The bill aims to accelerate U.S. leadership in immersive technologies through federal coordination, definitions, and expert guidance—boosting competitiveness and consumer protections—while increasing taxpayer costs and risking centralized, incumbent-favoring policies, administrative complexity, and potential delays or security trade-offs.
Tech workers, researchers, and U.S. companies gain increased federal support, guidance, and prioritization for immersive tech R&D, commercialization, and workforce development, improving competitiveness and creating job opportunities.
Developers and tech companies receive clearer statutory definitions for AR/MR/VR and related guidance, reducing regulatory uncertainty for bringing products to market and for grant/procurement use.
Federal agencies and policymakers get coordinated oversight, a designated advisor, and an expert panel to guide safe deployment, standards, cybersecurity, and interagency collaboration for immersive tech.
Taxpayers will likely bear increased federal costs from creating/staffing an advisor, funding an expert panel, and conducting a multi-year study, plus potential follow-on spending if recommendations are adopted.
Smaller firms, startups, and competing research areas risk being disadvantaged as prioritization and recommendations could favor established companies and incumbents, raising barriers to entry and concentrating benefits.
Centralizing advisory authority and relying on panels and lengthy studies may slow innovation and near-term action if recommendations become prescriptive or consensus-building delays implementation.

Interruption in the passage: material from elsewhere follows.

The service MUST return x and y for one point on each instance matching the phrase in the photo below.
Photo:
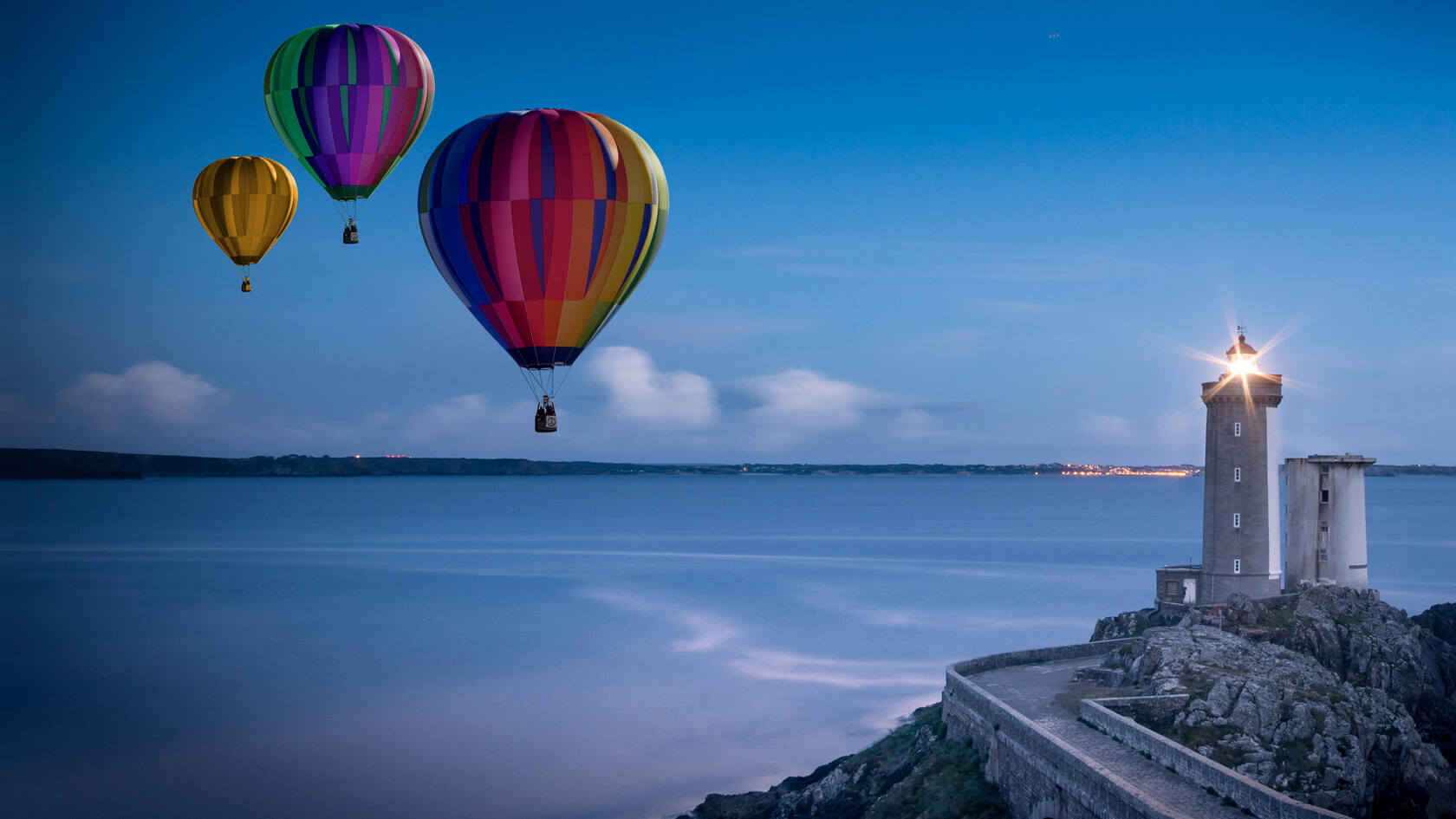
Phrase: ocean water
(548, 647)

Based on analysis of 6 sections of legislative text.
Creates a principal advisor and an advisory panel to study AR/VR/MR, recommend standards and policy, and report to Congress within two years.
Introduced March 25, 2025 by Marsha Blackburn · Last progress March 25, 2025
Creates a new federal focal point for augmented, virtual, and mixed reality by authorizing a principal advisor on immersive technology at the Department of Commerce and an Immersive Technology Advisory Panel. The panel must study the industry’s economic and security effects, recommend actions on standards, investment, cybersecurity, privacy/ethics, and international cooperation, and deliver a public report to Congress within two years.